Just some pertinent commentary.

Jodi, I still feel a little weird about the social stigma of online dating sometimes (usually only in online contexts, as such, though), and it may feel embarassing to admit it to family and friends. But when you’re kissing your “online love” for the first time and engaged in new passion it is the farthest from your mind, and any negative associations are replaced with a little “Thank God for the internet!”. The internet seems to be chock full of small blessings for all of the geeks and losers. I mean, all you need is to look here at SDMB for proof. :smiley:

These are the ones that always crack me up. Executives who make 100+K with model good looks don’t need to go online to find women.

Still pretty much the same, Elmwood. You forgot rock climbing and white water rafting. And that from these activities, they can go from grungy to gorgeous in half an hour, and be out the door to one of their frequent black tie charity events, or jetting to London for a weekend show.

Thanks to this thread (and the one in the Pit), I actually signed up for Match.com, just to see what all the fuss was about. I haven’t read personals since I was in college, where I’d peruse the ads in LA Weekly and LA Reader for amusement.

I don’t think I’m really “online ad” material (I’m afraid I’d attract psychos and I’d be too stupid to know who was a psycho and who wasn’t). And then there’s the whole “stigma” thing that Jodi is talking about. But hey—maybe these kinds of ads might be a good way to find a like-minded person to chat about art, who knows. Anyway, browsing the ads certainly has been amusing! (And even I could detect a few psychos in the mix. Eek!)

“Chicken Lady Loves Life”

My ad is pretty generic I think and I like it that way. I do give out some information about what I like doing and what my interests are but I dont go into any detail about what I’m looking for because I dont know. I actually did correspond with one person because he gave me his email address and not the match one but that doesnt happen much any more.
I am not big on the you must work out type ads where I have to keep up with you and all your sporting activities. And I dont like tuxes so I dont care if you look good in one.

Let’s not forget some of my favorites …

The driver’s license photo, with the state seal covering half of their head: screams “NOT A MEMBER! SIGNED UP AT WORK BECAUSE I WAS BORED!”

Bikini, Lycra/spandex, cat/black leotard Halloween costume : great, except these images usually accompany ads from fundamentalist Christian women, or a profile that reads Last activity: over six months ago.

Webcam, looking down: I’m sooooooo emo, and you better be too.

Nothing but group hug shots: I’m sooooo popular, and I don’t have any free time to spend with you.

Shirtless (male): cheesy.

Frilly dress: deep, deep kountry.

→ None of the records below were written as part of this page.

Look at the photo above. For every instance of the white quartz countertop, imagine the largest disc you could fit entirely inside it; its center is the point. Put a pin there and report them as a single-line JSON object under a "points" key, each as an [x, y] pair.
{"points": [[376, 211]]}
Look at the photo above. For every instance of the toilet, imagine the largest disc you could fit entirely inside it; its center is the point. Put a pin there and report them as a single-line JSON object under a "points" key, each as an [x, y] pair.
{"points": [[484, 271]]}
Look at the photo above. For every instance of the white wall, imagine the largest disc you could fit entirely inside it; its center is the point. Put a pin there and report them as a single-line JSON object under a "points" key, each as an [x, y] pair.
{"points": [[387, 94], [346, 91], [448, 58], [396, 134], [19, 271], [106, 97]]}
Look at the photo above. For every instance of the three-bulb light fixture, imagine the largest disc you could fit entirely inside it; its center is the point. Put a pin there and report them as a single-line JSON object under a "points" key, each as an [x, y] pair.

Will probably e-mail you glurge after you get to know her.

I signed up for a couple online personals sites over the summer (match.com and eharmony.) Of course, I am unwilling to pay, because I am a broke college student, so all I can do is use the ‘wink’ feature and hope the girl has a paid account…but since most of the girls I wink at are also in college and probably broke…nothing happens.

Though one time a girl winked at me (this rarely happens,) so I winked back. Nothing. I got an offer to have three days free, no charge, I took it, emailed her with my non-match.com email so we can communicate regulary, waited until the end of the three days, ten canceled the paid account, but I never got a reply. Oh well.

I don’t even know if my ad is a ‘good’ one or not. My photos are OK, (actually, I should take one down because I am in the foreground…but in the background is my friends being silly in an almost disturbing sort of way.)

Anything with the words “lady,” “knight in shining armor,” “cuddle,” or “candlelit dinner” should get the heave-ho!!!

Of course not, they can just cruise down Hollywood Blvd. in their lawyer’s brand new sports car and pick up Julia Robert’s style hookers.